Telling a Story

    It's always an adventure, telling a story. You have the picture of it in your mind, you can see the characters just as they are, not just their looks or actions, but the distinct traits and emotions that fuel their actions. You can see the house where they live, whether it be rugged or ramshackle or ostentatious. You see the characters and how they live. Russell lives on one side of the park and Nancy on the other, and perhaps Nancy has lace curtains, so when Russell stands out below her window, he can see her moving before she peeks out and sees him. And he sees something of her, and the audience sees something through his eyes, something the writer already knows, because they would be intimately acquainted with those characters.

    People don't really write of what they don't know, or that's not how they start off. You have to find something of value, something that the audience will find valuable, and you have to be familiar with it. There has to be a genuine aspect to your introduction of character and setting and plot. There must be adequate description, but also a mystery. And the mystery must be honestly set out, so you know that you will discover the hidden bits and quirks and secrets of the characters, because nobody wants a character that is set forth as who he will be, you want to know where they stand at the beginning, not at the end, and if it starts at the end, then the mystery part is all the more important.

    Stories should be journeys. You should be living with the character, in the setting, during the plot. As the character breathes, you breathe, as they cry, you cry and every time it must be honest and true to what was set forth and what you discover along the way. If a character is suddenly presented in a new light, without that mystery at the beginning so the audience knew it was promised, it can be very disappointing. You are lead to believe one thing, and find yourself completely deceived. Unexpected plot twists are not unwelcome, but the audience appreciates the honesty at the beginning that you don't know what is going to happen, but here is someone you can care about.

    There must be something you can relate to about the characters. Even the villain needs something about him, if he is not redeemable, there needs to be a look into his past, something that lets the audience understand why he cannot be saved. A character created to be hated is a worthless character, unless he has a real personality, real emotions, real thoughts that follow some semblance of logic, so that while the audience hates the actual character, they appreciate his part in the plot. And a redeemable villain is better all the more, because your sympathies and emotions become attached to the story even further, because the villain has more to him that his ability to be hated.

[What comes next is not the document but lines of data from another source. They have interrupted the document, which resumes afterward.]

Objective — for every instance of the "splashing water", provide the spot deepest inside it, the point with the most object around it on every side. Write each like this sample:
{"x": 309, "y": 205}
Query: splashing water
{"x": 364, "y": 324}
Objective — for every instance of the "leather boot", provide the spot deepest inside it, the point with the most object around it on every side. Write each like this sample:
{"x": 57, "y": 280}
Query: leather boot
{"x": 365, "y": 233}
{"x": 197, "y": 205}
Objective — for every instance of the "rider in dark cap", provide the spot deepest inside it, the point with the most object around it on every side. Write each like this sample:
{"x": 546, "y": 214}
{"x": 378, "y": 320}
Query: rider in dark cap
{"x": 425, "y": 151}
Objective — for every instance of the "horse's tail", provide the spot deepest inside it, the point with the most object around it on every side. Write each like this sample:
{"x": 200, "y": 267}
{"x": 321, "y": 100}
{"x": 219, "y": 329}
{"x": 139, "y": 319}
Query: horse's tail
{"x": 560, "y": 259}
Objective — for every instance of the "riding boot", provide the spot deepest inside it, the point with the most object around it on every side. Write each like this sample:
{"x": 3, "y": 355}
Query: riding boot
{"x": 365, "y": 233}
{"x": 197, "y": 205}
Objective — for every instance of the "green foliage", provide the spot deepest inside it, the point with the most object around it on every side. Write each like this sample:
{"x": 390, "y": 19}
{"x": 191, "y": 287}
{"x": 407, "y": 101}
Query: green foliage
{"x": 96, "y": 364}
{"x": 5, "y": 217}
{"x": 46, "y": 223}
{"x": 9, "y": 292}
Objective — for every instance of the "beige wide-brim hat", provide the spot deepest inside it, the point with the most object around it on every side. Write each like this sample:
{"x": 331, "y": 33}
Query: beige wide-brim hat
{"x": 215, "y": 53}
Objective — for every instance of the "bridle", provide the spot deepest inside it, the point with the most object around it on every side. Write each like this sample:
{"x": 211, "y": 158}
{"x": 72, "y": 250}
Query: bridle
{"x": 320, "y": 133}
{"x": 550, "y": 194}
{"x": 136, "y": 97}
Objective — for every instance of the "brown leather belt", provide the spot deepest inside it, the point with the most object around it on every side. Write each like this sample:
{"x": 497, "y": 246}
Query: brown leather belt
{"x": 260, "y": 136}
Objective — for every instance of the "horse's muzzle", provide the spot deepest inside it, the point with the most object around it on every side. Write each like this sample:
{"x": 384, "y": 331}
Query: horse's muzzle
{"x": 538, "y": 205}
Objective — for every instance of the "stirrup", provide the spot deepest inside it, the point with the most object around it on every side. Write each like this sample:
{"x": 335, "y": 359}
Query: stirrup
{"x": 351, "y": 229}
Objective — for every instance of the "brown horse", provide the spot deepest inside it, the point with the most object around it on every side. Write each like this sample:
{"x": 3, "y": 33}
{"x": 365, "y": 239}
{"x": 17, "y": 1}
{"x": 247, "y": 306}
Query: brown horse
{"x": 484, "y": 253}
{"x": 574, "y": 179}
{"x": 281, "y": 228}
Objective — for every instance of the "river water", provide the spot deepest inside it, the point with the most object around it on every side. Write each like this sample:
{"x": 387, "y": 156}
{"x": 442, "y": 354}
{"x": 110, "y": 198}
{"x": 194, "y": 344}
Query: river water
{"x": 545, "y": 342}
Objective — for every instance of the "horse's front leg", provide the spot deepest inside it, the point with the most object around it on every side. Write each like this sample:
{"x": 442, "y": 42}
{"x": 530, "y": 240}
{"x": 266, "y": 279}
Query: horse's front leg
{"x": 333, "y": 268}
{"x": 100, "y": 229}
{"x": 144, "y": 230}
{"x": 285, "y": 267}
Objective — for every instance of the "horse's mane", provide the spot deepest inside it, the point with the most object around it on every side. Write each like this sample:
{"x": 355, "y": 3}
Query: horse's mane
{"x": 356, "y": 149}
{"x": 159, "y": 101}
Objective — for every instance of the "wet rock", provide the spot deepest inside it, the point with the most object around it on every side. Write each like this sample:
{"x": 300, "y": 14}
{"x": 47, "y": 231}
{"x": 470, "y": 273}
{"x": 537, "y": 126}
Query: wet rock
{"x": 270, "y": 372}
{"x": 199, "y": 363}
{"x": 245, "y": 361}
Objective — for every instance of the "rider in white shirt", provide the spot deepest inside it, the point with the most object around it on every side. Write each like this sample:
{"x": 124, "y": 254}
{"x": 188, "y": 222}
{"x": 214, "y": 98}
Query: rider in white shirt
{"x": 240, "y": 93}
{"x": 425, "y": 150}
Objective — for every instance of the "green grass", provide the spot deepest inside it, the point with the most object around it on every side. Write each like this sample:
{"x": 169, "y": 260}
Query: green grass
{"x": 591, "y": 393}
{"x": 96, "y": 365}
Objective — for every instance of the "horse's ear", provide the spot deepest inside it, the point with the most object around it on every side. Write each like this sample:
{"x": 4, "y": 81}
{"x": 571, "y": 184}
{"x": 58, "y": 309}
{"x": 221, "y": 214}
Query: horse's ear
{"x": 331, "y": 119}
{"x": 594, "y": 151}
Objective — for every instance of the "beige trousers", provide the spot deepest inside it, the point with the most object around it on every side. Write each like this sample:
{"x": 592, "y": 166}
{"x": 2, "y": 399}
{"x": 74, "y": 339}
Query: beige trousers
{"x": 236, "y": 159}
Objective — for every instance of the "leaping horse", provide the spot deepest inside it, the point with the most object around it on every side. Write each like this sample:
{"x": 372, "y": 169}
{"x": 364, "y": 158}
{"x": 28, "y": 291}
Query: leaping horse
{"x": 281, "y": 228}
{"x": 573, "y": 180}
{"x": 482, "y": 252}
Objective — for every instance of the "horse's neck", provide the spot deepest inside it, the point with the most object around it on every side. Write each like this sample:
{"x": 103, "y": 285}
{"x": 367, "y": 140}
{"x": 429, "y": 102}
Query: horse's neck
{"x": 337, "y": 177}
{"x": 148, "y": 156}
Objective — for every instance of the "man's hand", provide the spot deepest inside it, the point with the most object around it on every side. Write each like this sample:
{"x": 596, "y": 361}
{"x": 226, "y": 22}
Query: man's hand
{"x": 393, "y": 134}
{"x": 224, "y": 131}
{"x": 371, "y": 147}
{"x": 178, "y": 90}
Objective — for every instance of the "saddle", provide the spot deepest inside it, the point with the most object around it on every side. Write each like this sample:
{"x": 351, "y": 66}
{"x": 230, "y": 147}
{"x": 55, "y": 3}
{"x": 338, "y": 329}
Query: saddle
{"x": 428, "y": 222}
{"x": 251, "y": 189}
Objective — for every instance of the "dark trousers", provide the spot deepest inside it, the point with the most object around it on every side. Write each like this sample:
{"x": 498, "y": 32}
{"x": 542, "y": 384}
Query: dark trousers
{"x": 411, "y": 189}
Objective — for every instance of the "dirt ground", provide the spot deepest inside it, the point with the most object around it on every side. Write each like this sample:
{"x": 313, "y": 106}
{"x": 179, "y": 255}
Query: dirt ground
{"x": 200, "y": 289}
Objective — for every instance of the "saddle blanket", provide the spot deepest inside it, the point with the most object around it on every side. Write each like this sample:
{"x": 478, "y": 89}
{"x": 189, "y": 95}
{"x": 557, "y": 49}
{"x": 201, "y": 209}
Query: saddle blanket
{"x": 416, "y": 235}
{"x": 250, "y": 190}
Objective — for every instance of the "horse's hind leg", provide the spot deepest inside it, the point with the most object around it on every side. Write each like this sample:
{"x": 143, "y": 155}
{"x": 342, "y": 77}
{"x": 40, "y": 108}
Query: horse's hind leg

    And the heroes can never be perfect, because people aren't perfect. Even while you read something to get away, to distract yourself from what is real, you want to read something credible. This does not do away with fantasy or science fiction. It merely means that within the guidelines of that world as introduced to the audience, the actions of characters and the tone of the setting must be consistent to that world. Within the fantastic bound of whatever realm you are transported to, credibility must still be established or the whole thing sounds like an unfinished dream that you crammed onto paper and thought, "it's not real, it doesn't need to make sense," but it does, and as long as it makes sense within the rules of the realm, it does not need to follow the rules of the real world.

    Writing is an adventure! The writer needs to believe in the story before the audience can. If they author scoffs his own work, the audience loses faith, and the story is lost. The honesty is not there and, consequently, the characters and setting and plot have no credibility and so die. Many fantastic things can happen on adventures, but they must still be "real" according to whatever rules you have set forth for that realm, for that dream, for that journey.


    Honest adventures are the best kind, because the more you believe it, the more they will.